Ben Derman, MD, discussed the rationale for an ongoing clinical trial evaluating minimal residual disease–guided discontinuation of maintenance therapy in patients with multiple myeloma.
Ben Derman, MD, assistant professor of medicine at the University of Chicago Medical Center, discussed the rationale for an ongoing clinical trial evaluating minimal residual disease (MRD)-guided discontinuation of maintenance therapy in patients with multiple myeloma.
Derman says that MRD negativity status following therapeutic intervention is strongly associated with improved prognosis, and the more sensitive MRD threshold of MRD 10-6 is associated with better outcomes. Multiple therapies are capable of achieving MRD negative complete responses in patients.
Lenalidomide (Revlimid) is the most common maintenance therapy for multiple myeloma, but it is usually continued indefinitely since there are no studies showing when it is safe to stop treatment. This may be detrimental to patient quality of life since it has toxicities including the risk of developing other cancers and can be extremely expensive for patients, according to Derman.
The prospective MRD2STOP trial (NCT04108624) uses multimodal MRD negativity to determine when maintenance therapy can be discontinued if they are MRD negative by flow cytometry, next-generation sequencing, and PET/CT scans. MRD-negative patients could discontinue lenalidomide maintenance and are monitored for up to 3 years for changes in MRD status, progression-free survival, and overall survival.

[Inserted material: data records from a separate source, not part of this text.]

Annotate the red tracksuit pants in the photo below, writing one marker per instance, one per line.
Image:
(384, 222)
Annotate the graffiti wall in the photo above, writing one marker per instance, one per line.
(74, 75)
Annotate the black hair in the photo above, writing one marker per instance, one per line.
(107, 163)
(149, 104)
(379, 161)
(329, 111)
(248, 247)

0:08 | We presented this oral presentation which we called a prospective trial using multimodal MRD negativity to guide discontinuation of maintenance therapy in myeloma, which we…call MRD2STOP. The idea is based on the fact that MRD…we know it has strongly been associated with improved prognosis in myeloma. More importantly, MRD negativity at a depth of what we call 10-6 or detecting 1 clonal myeloma cell within a million cells in the bone marrow, we know that that carries superior prognosis over less-sensitive thresholds. So, we've arrived at a good problem in myeloma. We have lots of therapies that can induce and sustain MRD negativity, including maintenance therapy, which involves a single-agent drug, usually lenalidomide. Lenalidomide can convert patients who haven't reached MRD negativity to get there or can sustain that.
1:18 | The problem is, we don't know when to stop lenalidomide, if ever. The standard of care in the United States is generally to continue indefinitely. This impacts quality of life, it can lead to second cancers, which is a major concern for our patients long term, and also it carries significant financial toxicity; the drug can cost $18,000 per month and that price has been rising over the years. The question for this trial came from patients because they were constantly asking us can we stop treatment at some point; is there a way? What we set out to answer is, can this multimodal sustained MRD negativity guide discontinuation of maintenance therapy in myeloma. When I say multimodal, what I mean is using the different tools at our disposal that are actually available in the clinic right now as part of a standard-of-care approach to guide discontinuation.